Arnett gave aid and comfort to our enemy when he delivered these gems on Iraqi TV: "Clearly the American war planners misjudged the determination of the Iraqi forces," and "Clearly (Baghdad) is a city that is disciplined .. My Iraqi friends tell me there is a growing sense of nationalism and resistance to what the United States and Britain are doing," and "Our reports about civilian casualties here, about the resistance of the Iraqi forces are going back to the United States and help those who oppose the war." It took 63 days to get the Taliban out of Kandahar, Afghanistan, and Peter Arnett is declaring a more formidable war that is less than two weeks old a "failure"?
Arnett's remarks may encourage Saddam Hussein to fight on. This could lead to the deaths of more American and British soldiers. Arnett is a naturalized American. He does not deserve his citizenship, and his comments go far beyond any journalistic ethic with which I am familiar.
Some journalists may think they can reprise their anti-war role from the Vietnam period, but this time the public is not going to let them get away with it. Most journalists probably can't change the oil in their own cars (limos if they're anchors), much less service a tank, but suddenly they have become experts on the pace of troop movements, supply lines and the service requirements of tanks, trucks and armored personnel carriers. Shallow news anchors and retired generals with no direct information about war plans or their execution speculate and "opinionate" endlessly. The only thing most reporters know about war is what they have seen in the movies. Had they been covering World War II, they would have called for the court-martial of Eisenhower and Patton for causing too many civilian casualties.

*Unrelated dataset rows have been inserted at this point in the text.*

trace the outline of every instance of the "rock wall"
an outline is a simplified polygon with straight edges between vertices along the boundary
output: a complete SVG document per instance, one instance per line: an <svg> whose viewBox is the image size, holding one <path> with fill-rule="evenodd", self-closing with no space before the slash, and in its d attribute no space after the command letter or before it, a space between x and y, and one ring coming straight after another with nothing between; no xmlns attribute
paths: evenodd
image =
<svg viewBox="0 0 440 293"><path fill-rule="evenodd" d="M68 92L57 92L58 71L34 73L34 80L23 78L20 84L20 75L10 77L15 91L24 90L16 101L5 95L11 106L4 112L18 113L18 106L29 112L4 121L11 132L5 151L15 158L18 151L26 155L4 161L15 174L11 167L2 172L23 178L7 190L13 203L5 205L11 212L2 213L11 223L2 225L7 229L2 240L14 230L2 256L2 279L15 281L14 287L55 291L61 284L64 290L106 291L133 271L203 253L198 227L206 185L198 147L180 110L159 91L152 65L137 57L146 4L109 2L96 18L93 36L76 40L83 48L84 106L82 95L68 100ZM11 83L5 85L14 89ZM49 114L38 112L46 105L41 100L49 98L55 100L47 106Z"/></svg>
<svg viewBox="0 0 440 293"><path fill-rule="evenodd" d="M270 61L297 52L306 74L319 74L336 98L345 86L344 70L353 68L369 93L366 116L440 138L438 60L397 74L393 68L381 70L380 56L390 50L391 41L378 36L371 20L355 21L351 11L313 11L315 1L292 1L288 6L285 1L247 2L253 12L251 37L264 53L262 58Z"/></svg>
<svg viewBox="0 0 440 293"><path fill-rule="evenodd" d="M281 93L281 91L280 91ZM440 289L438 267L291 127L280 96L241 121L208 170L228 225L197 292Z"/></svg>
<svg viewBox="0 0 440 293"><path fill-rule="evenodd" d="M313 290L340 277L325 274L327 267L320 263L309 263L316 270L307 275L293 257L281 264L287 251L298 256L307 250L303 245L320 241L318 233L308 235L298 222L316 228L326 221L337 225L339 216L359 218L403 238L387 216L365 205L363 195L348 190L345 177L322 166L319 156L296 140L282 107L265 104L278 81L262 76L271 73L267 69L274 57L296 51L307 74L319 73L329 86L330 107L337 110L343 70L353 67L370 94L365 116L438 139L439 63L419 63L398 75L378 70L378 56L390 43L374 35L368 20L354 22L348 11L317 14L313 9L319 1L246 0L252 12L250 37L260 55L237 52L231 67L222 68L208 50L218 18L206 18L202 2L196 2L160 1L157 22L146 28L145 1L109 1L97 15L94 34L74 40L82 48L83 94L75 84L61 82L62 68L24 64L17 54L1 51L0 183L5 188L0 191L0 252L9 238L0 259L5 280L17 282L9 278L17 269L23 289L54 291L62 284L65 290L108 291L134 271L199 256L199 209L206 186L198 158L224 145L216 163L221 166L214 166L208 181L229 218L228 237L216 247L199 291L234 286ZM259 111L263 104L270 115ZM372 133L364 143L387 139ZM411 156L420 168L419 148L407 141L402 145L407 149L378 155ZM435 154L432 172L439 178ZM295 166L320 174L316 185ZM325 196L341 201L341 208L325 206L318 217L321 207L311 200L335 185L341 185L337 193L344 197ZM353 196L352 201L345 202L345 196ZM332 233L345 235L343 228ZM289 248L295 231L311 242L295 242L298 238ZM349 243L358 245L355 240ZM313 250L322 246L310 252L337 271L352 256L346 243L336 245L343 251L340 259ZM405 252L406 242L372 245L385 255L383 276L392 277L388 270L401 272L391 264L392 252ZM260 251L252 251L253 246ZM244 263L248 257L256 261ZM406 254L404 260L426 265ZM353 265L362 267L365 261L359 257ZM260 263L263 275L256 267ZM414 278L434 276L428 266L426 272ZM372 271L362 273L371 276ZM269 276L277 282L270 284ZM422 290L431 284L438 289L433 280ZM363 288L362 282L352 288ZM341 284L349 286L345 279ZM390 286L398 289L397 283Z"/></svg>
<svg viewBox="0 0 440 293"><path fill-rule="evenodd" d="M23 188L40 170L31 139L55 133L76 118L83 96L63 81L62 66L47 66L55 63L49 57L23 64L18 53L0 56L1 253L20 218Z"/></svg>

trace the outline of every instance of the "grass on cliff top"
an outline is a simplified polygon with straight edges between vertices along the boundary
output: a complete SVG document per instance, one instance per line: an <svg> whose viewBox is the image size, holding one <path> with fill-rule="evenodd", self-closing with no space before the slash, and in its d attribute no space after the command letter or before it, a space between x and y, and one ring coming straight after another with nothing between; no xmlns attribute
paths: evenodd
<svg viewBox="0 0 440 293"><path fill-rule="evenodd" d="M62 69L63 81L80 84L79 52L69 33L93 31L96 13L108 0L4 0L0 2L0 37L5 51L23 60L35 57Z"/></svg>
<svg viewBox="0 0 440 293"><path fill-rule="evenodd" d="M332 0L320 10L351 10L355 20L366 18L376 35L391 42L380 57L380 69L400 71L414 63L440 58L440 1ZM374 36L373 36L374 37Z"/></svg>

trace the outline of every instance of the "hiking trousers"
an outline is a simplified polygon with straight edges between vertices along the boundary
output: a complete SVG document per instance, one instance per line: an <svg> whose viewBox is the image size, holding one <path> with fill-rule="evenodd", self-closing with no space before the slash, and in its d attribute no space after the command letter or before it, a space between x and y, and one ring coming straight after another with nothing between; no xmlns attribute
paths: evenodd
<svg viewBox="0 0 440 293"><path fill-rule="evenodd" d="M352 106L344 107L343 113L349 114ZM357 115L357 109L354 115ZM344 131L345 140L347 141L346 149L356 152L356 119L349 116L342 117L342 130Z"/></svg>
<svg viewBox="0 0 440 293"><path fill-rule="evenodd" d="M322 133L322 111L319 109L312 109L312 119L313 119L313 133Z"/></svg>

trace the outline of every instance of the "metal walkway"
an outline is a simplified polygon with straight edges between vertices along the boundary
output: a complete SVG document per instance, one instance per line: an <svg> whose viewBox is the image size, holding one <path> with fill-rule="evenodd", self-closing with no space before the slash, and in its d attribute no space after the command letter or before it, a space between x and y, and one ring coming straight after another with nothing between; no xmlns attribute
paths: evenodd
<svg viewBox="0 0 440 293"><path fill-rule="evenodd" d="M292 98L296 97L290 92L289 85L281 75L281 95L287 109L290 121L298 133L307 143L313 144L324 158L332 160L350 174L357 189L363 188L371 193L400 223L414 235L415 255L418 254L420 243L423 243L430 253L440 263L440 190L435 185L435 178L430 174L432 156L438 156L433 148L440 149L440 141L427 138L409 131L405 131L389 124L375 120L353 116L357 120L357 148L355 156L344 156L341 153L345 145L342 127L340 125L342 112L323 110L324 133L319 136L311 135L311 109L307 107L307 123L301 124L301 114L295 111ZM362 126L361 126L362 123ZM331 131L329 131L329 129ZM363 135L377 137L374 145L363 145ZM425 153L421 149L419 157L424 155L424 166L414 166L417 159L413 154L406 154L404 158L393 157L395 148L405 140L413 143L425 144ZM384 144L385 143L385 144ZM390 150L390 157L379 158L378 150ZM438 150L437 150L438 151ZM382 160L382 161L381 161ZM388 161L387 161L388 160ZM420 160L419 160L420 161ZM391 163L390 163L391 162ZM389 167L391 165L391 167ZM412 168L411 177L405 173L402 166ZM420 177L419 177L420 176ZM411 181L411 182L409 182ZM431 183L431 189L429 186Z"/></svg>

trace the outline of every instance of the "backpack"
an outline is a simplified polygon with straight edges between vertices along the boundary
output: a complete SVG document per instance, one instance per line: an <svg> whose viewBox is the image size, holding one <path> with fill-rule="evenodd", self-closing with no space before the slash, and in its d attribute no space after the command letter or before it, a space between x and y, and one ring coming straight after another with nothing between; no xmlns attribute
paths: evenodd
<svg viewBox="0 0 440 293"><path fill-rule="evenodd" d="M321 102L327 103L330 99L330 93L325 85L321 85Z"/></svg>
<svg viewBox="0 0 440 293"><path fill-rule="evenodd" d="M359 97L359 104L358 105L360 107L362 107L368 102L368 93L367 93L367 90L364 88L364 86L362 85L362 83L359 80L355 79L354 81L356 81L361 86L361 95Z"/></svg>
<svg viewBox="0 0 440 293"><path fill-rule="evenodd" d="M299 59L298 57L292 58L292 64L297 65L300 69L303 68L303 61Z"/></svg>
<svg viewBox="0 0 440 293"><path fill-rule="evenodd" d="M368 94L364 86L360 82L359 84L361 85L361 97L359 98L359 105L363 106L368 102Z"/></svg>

As bad as some of the American media are, things are worse in Britain. If Saddam Hussein listens to the BBC World Service, he might think he is winning. A column in last Sunday's (March 30) Telegraph by Caroline Lees, who says she is "stranded in Eritrea," reveals the frustration of British citizens with their media. Lees says the BBC is her only source for war news, but "I am tired of the relentless bombardment of worst-case scenarios, endless analysis of problems before they occur, and blow-by-blow accounts of perceived errors by the coalition forces. I realize war is never easy, and it is not the BBC's job to pretend things are going well when they are not, but all I ask, as a listener, is a little balance."
With competition for viewers (and readers) hotter than ever, the big media cannot afford to ignore complaints about biased and negative reporting. The proliferation of cable TV means news consumers have more choices than they did during the Vietnam War. The New York Times reported last week that combined ratings for Fox Broadcast and the Fox News Channel were second only to the larger NBC network.
Is it too much to ask journalists simply to report what is happening in the war and to stop endless speculation and editorializing without direct and credible knowledge of the facts? Apparently it was for Peter Arnett, and NBC, sensitive to the ratings war, made him a casualty.